図6に示すP社製HDRディスプレイ(2019年製造)白表示のスペクトルは,通常の白色LEDバックライトを使ったLCD製品のスペクトル形状とは大きく異なっています. このディスプレイは,HDR(High Dynamic Range)技術が投入された機種で,通常のディスプレイに比べて広い明るさの範囲(ダイナミックレンジ)を表現することができます. 仕様には,バックライトにW-LED システムを採用していると記載されていますが,どのような技術によってHDRが実現されているかは把握できていません.

LCD白色スペクトル6 図6 P社製HDRディスプレイ(2019年製造)白表示のスペクトル

   ● A社製スマートフォン2(2020年製造)

図7に,A社製スマートフォン2(2020年製造)白表示のスペクトルを示します. スペクトル形状は,図9のP社製HDRディスプレイ(2019年製造)とよく似ています. Web上の仕様書では,特に赤系の色域を拡張したカラースペースDisplay P3に対応しているとのことですが,どのようなバックライト技術を採用しているかの記載はありませんでした.

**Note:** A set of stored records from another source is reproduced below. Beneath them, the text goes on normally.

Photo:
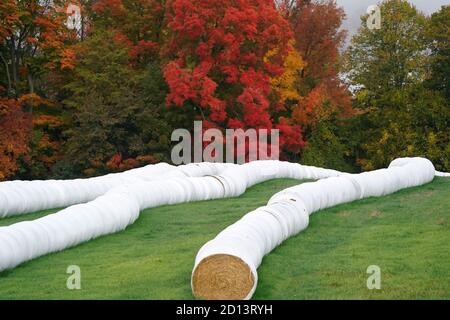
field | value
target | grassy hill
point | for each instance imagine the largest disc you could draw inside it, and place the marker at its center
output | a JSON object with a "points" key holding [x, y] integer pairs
{"points": [[406, 234]]}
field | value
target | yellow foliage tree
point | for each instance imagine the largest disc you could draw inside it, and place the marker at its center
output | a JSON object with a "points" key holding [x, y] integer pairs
{"points": [[286, 84]]}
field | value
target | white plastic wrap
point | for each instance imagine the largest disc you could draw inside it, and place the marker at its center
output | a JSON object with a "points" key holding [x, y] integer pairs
{"points": [[19, 197], [120, 206], [287, 212]]}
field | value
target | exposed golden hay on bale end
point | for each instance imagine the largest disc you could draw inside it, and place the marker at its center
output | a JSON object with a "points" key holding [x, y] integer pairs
{"points": [[222, 277]]}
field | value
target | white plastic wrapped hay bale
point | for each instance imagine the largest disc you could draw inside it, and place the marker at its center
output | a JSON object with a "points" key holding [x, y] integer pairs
{"points": [[226, 267], [120, 206]]}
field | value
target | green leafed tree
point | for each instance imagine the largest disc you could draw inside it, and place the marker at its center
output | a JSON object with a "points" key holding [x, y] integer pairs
{"points": [[389, 67], [115, 122]]}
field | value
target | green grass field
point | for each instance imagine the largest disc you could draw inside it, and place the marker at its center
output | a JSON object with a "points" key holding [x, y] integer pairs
{"points": [[406, 234]]}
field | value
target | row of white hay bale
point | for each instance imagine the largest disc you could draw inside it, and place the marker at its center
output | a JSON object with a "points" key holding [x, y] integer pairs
{"points": [[119, 206], [226, 267], [19, 197]]}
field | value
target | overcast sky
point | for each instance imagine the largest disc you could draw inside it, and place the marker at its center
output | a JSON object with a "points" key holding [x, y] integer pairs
{"points": [[355, 8]]}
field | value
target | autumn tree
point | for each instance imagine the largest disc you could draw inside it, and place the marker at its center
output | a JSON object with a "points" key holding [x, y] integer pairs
{"points": [[113, 124], [438, 35], [217, 63], [389, 70]]}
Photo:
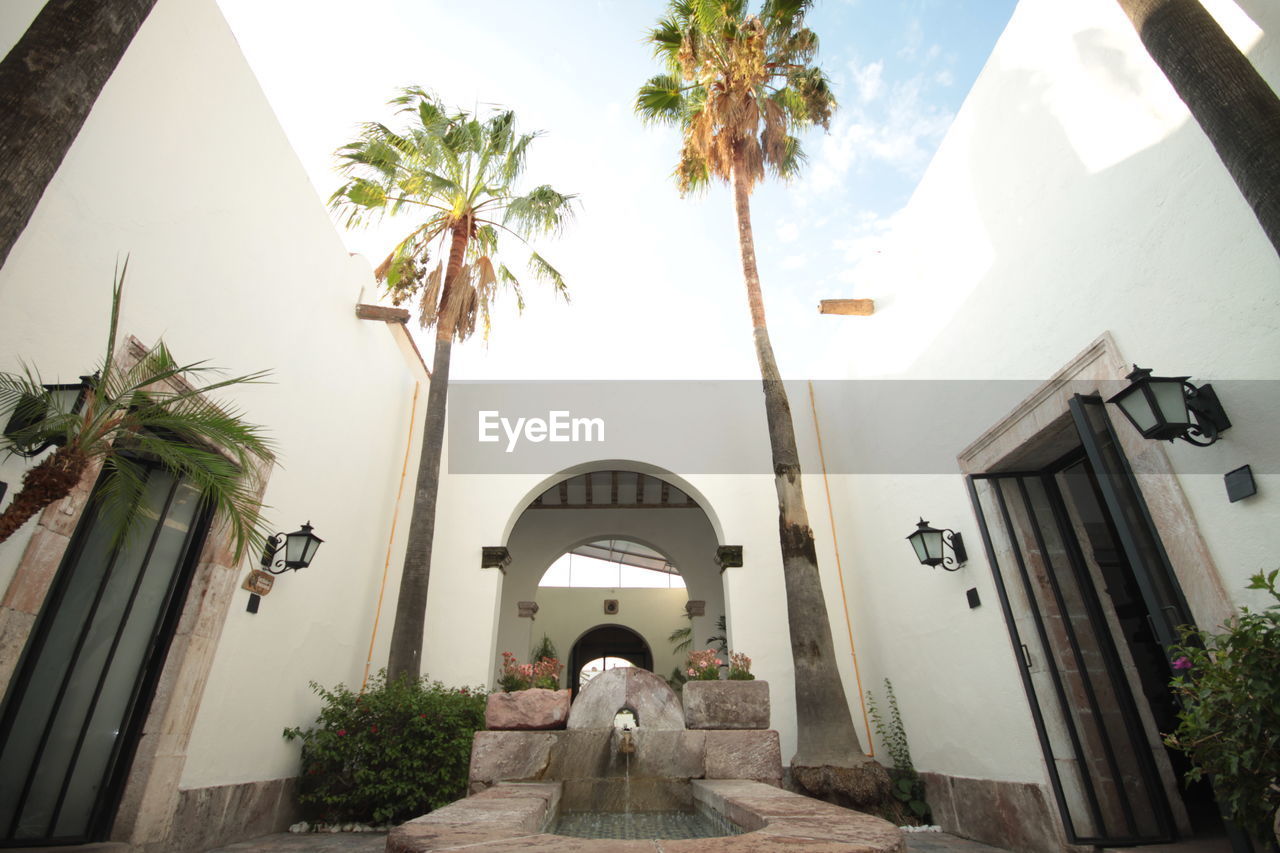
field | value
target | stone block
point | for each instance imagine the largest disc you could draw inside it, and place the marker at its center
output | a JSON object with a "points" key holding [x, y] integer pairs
{"points": [[641, 794], [673, 755], [860, 785], [535, 710], [726, 705], [584, 753], [744, 755], [647, 694], [501, 756], [1015, 816], [35, 575]]}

LCD白色スペクトル7 図7 A社製スマートフォン2(2020年製造)白表示のスペクトル

   ● A社製スマートフォン3(2020年製造)

図8に,A社製スマートフォン3(2020年製造)白表示のスペクトルを示します. A社製スマートフォン3は,A社製スマートフォン2より一世代新しく,2020年11月13日に販売開始した機種です. 実は,このスマートフォンは,LCDではなく,OLED(Organic Light Emitting Diode)ディスプレイです.

LCD白色スペクトル8図8 A社製スマートフォン3(2020年製造)白表示のスペクトル

手近にあるLCDの白色スペクトルの違いを見てきました. LCDのスペクトルを測定するだけで,ディスプレイ技術の変遷の一端を垣間見ることができます.

本測定例のように,CCD分光器を中心に測定系を組めば,お手軽に発光スペクトルを測定することができます.